School Only Taught From a White Perspective
Ilyse Kennedy, a trauma therapist, adds some icing to the cake: “We’re unpacking wrong things that we have been taught in history class. I realized that I needed to back and unpack and reorganize everything that I had learned because it was completely through a white lens. Most of us, in doing this work, have experienced this, where there’s a period of deep shame for being white and acknowledging the harm that our ancestors have caused. And that is a very legitimate piece of this work. And — we can’t ask people of color to hold our hands through the shame piece; that needs to happen with other white people.”
Kennedy then grieves, “Everything I thought about how I existed in my white body in the world was very wrong and I needed this new lens to see the world through. So I think that been a big piece of my own work.”

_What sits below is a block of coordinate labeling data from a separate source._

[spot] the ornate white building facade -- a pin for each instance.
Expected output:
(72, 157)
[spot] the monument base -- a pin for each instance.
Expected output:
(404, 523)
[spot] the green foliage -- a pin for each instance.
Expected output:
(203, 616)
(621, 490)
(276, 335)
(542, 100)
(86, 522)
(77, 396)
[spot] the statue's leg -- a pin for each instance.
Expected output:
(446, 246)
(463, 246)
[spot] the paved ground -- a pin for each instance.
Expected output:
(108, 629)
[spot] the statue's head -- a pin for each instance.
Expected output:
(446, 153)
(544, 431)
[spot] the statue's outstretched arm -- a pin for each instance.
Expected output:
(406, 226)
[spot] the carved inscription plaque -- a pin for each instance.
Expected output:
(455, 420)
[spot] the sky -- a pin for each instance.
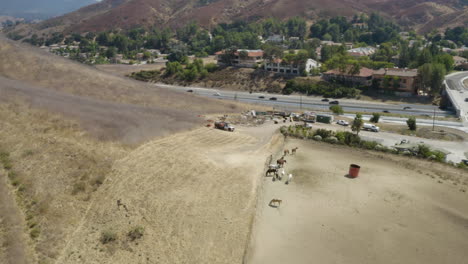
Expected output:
(32, 9)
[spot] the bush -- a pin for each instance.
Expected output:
(324, 133)
(336, 109)
(411, 122)
(375, 118)
(135, 233)
(108, 237)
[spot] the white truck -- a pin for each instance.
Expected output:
(370, 127)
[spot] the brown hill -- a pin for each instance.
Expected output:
(113, 14)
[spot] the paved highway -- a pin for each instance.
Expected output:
(296, 102)
(458, 93)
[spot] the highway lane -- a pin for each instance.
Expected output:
(296, 102)
(458, 93)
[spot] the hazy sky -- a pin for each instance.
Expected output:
(41, 7)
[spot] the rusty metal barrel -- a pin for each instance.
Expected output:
(354, 170)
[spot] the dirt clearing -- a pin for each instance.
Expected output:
(396, 211)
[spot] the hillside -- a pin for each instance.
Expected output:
(125, 14)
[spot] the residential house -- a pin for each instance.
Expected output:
(242, 58)
(279, 66)
(403, 81)
(360, 52)
(363, 77)
(275, 38)
(459, 60)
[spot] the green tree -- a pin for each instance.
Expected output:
(411, 122)
(357, 124)
(336, 109)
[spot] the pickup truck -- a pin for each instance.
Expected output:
(224, 126)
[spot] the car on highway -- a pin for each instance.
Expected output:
(342, 123)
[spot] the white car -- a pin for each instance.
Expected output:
(342, 122)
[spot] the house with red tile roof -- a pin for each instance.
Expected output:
(363, 77)
(241, 58)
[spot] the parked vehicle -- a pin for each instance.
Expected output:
(327, 119)
(342, 122)
(224, 126)
(371, 127)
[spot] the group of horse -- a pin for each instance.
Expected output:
(279, 174)
(275, 168)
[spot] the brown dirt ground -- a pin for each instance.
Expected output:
(411, 212)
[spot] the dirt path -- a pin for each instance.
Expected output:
(13, 247)
(396, 211)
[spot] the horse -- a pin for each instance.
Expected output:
(281, 162)
(275, 201)
(289, 179)
(293, 151)
(275, 171)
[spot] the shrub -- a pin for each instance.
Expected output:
(317, 137)
(135, 233)
(35, 232)
(324, 133)
(375, 118)
(78, 187)
(108, 237)
(336, 109)
(411, 122)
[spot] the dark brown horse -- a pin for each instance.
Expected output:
(281, 162)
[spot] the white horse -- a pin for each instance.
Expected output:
(289, 179)
(283, 173)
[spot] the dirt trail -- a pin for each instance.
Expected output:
(396, 211)
(14, 248)
(194, 193)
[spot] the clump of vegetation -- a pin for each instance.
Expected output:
(136, 233)
(108, 237)
(411, 122)
(326, 89)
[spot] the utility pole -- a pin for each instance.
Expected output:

Really? I learned slavery is bad, everyone is created equal, the color of your skin is not important, and that it is a damn shame it took 100 years after the Civil War for the government to treat everyone equally.
Also, how do these people manage to trace their ancestors to those who specifically have a history in colonialism, slavery, etc?
CRT in a Nutshell
This video incorporates the criticisms of CRT: teaching white people they are inherently racist because of the color of their skin. White supremacy somehow helps all white people and therefore we’re also white supremacists or something.
If people used CRT to go in-depth about the Civil War, slavery, Reconstruction, and the Civil Rights Movement then fine.
But no. The WaPo video shows us the truth about CRT. According to Ellis, they’ll have more videos addressing this issue in the future.